Filters that exclude Day-0 users can affect the data for subsequent days. For example, if you apply a filter that excludes Day-0 sessions for some users but includes sessions for those same users on subsequent days, then the values for those subsequent days can exceed 100%.


Micro trends

Examining the micro trends that in aggregate constitute your macro trends can give you a more realistic picture of your business. For example, your quarterly data might show a steady increase in transactions over that period, which you would regard as a positive outcome. If, however, you were to examine the weekly cohorts that make up that larger data set, you might find that while an overall influx of new users is contributing to a growing number of transactions, there is a regular, dramatic decline in transactions after week 5. Now you know exactly when to reengage users (week 4) in order to improve the performance of each micro trend, and thereby multiply the effect on your macro trend.

Consistency, improvement, or deterioration across cohorts

By simply comparing the values in a single column, you can see whether there’s consistent behavior among your cohorts, or whether performance improves or deteriorates. As you look down the column at data for each newer cohort, you’re looking forward in time (for example, Day 5 for the second cohort occurs after Day 5 for the first cohort though they appear in the same column).
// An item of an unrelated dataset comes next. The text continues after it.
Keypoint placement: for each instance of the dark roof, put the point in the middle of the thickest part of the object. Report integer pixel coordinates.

If you’re evaluating daily data, you can look at a single column, say the Day 5 column, to see whether all cohorts perform at about the same level at that point in their experience, or whether the data indicate improving or deteriorating trends. For example, if you are retaining the same percentage of users across all cohorts at Day 5, then that can indicate a comforting consistency in user experience. On the other hand, if you see a steady increase in retention at Day 5, you might be able to correlate that with an improvement in your content or an upgrade to the speed at which your app performs. A steady deterioration of user retention at Day 5 might indicate stale content, or an unusually difficult or poorly coded level in a game--something that is causing fewer and fewer users to continue with the experience.

Engagement, retention, and acquisition

Understanding the point at which users tend to disengage (for example, initiate fewer sessions, view fewer pages, generate less revenue) can help you identify two things:

  • Common points of attrition that might be easily remedied
  • The rate at which you need to acquire new users to compensate for unavoidable attrition

For example, if you notice that revenue regularly starts to decline in the third or fourth week after acquisition, you might reengage users with a remarketing or email campaign that offers discounts or ads for new products that have been added since their last sessions. You could also reengage those users with dynamic remarketing by offering ads for products related to the ones they purchased during their initial engagement.

If you identify inevitable patterns of attrition, say 10% a month, then you are able to understand the rate at which you need to acquire new users to create the growth rate you want for your business.

Response to short-term marketing efforts

If you run short-term marketing efforts like single-day email campaigns, this report gives you the chance to track the behavior of just the users you acquired during the related time frames. For example, if you’re running successive 30%-off, 25%-off, and 20%-off campaigns as a holiday approaches, you can see how different metrics like Revenue per User and Transactions per User compare among the groups of users you acquired on the dates each campaign ran.